Showing posts with label journey. Show all posts
Showing posts with label journey. Show all posts

Sunday, 2 June 2013

Infertility Journey Scrapbooking

 
 

A couple of months back when reading through fertility treatment advice I came across a blog of a couple who had been through fertility treatments for numerous years and had finally conceived.
They had made a scrapbook of memories, keepsakes and photos from the beginning to the end of their journey and it was amazing.
In their case they had been through numerous Clomid, IUI, IVF rounds with no success and finally went down the adoption route and this was documented in their scrapbook.
 
It was really inspiring and so I have decided to do a scrapbook of my own. (as you can see from the pictures)
 
It's quite therapeutic and I hope that one day I will have a child (one way or another) who I can share it with!
 
 
 


Friday, 24 May 2013

Just Waiting and Wondering!

I have my next appointment through with another different doctor!
Apparently this time it's with the fertility specialist who will be deciding what path we take next and what treatment we will be having.
I'm quite happy to be seeing someone who will be finally making some decisions but I'm also really nervous at the same time.

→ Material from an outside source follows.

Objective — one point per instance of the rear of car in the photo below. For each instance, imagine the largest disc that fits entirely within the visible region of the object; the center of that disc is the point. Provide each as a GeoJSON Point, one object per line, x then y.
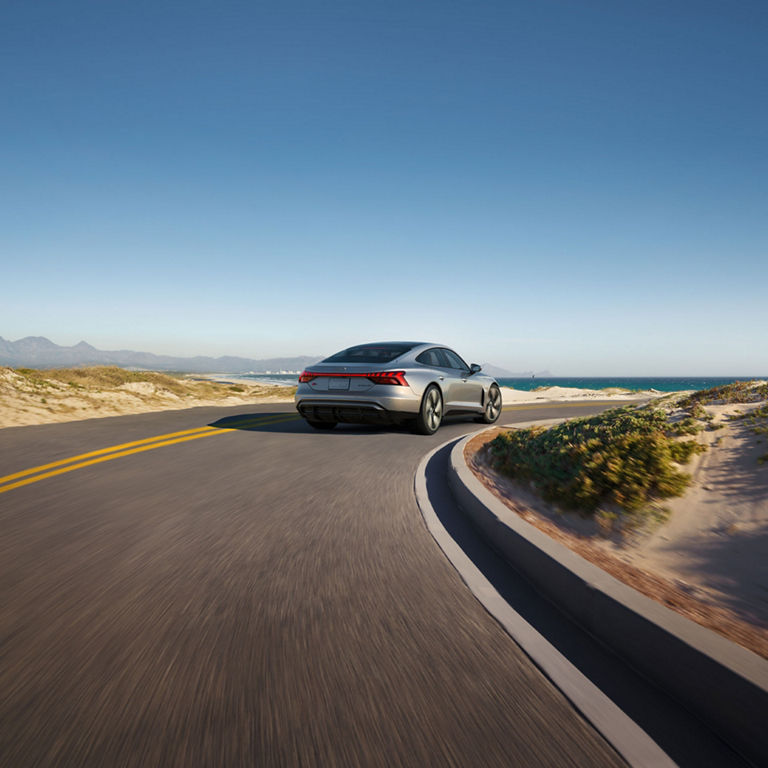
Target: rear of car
{"type": "Point", "coordinates": [362, 384]}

I was told that I may need to have YET ANOTHER examination by this doctor now which made me want to scream some obscenities at the top of my voice! I'm so sick of having people poking me. I feel violated! Why why why ......????? Why do they have to keep on doing the same things over and over again?
 
So anyway that's that....it's on June the 11th which wasn't as quick as I'd hoped for but at least I have an appointment now.
 
Now all there is to do is wait and wonder what will happen next!
 


Friday, 10 May 2013

Painful processes

I'm having an off day today! I have got the HSG on Monday and I'm really stressed about it and to make matters worse the guidance info for it says to do a pregnancy test just to ensure you are not! This seems pretty easy but it's such an emotional task for me!
Every time that I've done one (which has been a lot lately due to all these hospital appointments & tablets) I seem to go through the same process.
So today I bought the test even though I KNEW It's was going to be negative and then I had to pluck up the courage to do it. When it was processing I couldn't bring myself to look at it because I knew what the outcome was going to be and then when I finally did see that it's negative I cried my eyes out yet again because in my heart I was just hoping that somehow I would be wrong this time and I wouldn't have to go for this horrid HSG after all! It's always pretty much like that, so I'm really down right now! Just trying to distract myself with the fact that once the test is done I might have some answers at last!